C’est comme un mécanisme d’horlogerie, avec des petits rouages qui tournent très vite et des rouages plus gros. Chaque rouage entraîne le mécanisme vers l’image complétée. Il y aura la pièce de la compagnie, prête pour l’été 2023, puis une pièce qui sera le spectacle de sortie du groupe 47 (l’école du TNS, scène dirigée par Stanislas Nordey), les petites pièces du conseil Arlequin. Tout ça forme l’école du Parti, sorte de théâtre volant qui interroge l’art de l’acteur via une généalogie de tout ce dont on vient de parler.

 

De quel Parti s'agit-il ?

Je ne le qualifie pas pour le moment. Quand on commence quelque chose, en l’occurrence une école, parfois, comme nous l’ont enseigné les avant-gardes artistiques, un groupe se forme positivement, du fait d’un ennemi commun par exemple. Cela en fait un rassemblement négatif, défensif. Pendant des années notre compagnie s’est posée la question de savoir comment une compagnie devenait un théâtre. En 2016, on a commencé à construire les Abattoirs d’Eymoutiers, la question du théâtre se réalise. L'autre  question qui s’est posée en 2015 c’est comment une compagnie devient une école. L’école au sens de Vitez, c’est-à-dire pas pour dispenser de manière autoritaire ce qu’elle pense être le théâtre, mais l’école création, c’est-à-dire comment la création théâtrale et l’école c’est une et même chose.

Notre manière de travailler le théâtre, d’écrire, d’en circonscrire les rapports de force de notre temps, peut être continuée.

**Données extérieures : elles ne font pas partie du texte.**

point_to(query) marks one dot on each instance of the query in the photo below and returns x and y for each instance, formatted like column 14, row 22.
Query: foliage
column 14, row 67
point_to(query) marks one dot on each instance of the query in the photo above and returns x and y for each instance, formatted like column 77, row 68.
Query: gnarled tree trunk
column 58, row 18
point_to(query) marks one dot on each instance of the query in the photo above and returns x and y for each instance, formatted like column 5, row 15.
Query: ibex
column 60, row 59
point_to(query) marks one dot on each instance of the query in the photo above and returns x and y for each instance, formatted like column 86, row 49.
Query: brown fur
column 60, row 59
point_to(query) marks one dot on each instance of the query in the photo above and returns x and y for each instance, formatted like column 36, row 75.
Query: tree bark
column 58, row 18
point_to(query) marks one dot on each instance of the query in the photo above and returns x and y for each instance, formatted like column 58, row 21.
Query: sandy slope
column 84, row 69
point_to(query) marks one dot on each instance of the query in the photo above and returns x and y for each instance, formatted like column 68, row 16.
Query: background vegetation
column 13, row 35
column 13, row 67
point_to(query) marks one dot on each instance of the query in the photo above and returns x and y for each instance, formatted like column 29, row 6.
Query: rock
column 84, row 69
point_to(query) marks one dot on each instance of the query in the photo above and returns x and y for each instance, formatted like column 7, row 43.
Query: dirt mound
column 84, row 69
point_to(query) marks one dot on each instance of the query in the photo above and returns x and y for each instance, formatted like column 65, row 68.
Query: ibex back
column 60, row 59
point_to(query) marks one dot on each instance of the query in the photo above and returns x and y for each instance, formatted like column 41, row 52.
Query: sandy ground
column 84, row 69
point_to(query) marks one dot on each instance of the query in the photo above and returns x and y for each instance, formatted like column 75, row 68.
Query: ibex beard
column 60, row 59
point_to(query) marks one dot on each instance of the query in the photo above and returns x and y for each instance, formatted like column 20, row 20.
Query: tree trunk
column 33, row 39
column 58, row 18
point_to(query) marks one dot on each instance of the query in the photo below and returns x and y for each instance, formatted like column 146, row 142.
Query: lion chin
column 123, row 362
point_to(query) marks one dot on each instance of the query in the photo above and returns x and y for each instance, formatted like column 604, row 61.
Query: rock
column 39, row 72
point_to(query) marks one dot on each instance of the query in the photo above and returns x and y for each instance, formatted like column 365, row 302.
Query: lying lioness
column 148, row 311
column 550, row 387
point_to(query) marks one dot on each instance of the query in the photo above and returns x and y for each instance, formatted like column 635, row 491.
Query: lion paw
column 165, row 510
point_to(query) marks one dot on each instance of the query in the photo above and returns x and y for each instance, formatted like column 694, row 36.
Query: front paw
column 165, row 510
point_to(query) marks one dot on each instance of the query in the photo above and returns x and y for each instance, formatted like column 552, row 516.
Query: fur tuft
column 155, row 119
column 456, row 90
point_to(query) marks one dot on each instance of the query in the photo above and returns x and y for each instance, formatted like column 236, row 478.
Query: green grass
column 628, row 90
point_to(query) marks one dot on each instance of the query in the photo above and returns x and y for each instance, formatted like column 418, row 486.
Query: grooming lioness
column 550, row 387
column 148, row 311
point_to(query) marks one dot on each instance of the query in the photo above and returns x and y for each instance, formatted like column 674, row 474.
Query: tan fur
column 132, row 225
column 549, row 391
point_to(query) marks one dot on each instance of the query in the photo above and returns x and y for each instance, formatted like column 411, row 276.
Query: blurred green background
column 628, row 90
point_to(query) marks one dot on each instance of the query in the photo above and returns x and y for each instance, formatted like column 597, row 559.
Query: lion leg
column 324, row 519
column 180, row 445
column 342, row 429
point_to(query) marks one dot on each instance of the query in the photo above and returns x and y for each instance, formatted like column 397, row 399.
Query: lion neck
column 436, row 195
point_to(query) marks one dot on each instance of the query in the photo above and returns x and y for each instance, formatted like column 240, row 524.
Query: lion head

À 40, 45 ans, nous sommes les darons, et, à l’invitation de Stanislas Nordey, j’ai décidé d’accepter de passer beaucoup de temps avec les élèves du groupe 47. Ils ont une vingtaine d’années, leur jeunesse est structurée très différemment de celle qui fut la mienne, celle des années 80.

Pour l’instant l'école n’a pas de lieu fixe, elle est là où nous allons. Mais elle se pose aussi dans la perspective de l’institutionnalisation de notre pratique théâtrale, une institution constituante et non conservatrice.

La manière dont l’école du Parti critique la position de l’universalisme d’État interroge la situation d'un enseignement. Pas uniquement de manière politique, de manière théâtrale aussi.

 

Quel a été le processus ?

Pendant le confinement n°2, j’ai envoyé une lettre à plusieurs directrices et directeurs de CDN en disant que j'allais travailler le processus de la résistance : l’école du Parti a été fondée, je vous propose de travailler avec un petit nombre d’acteurs et d’actrices qui travaillent avec vous sur votre territoire et de former un conseil arlequin pour essayer de faire front commun à travers une œuvre, par une œuvre. Certains ont suivi, d’autres pas, ça se construit au fur et à mesure. De mon côté, je me pose la question de candidater au théâtre de Strasbourg, qui a une école nationale.

 

BIO : Metteur en scène de Brecht et Heiner Müller, Sylvain Creuzevault crée sa seconde compagnie Le Singe en 2012. Ces dernières années, il met notamment en scène Banquet Capital, les Frères Karamazov, puis Le grand inquisiteur d'après Dostoievski. À l'invitation de Stanislas Nordey, il collabore régulièrement avec les élèves du groupe 47 du TNS.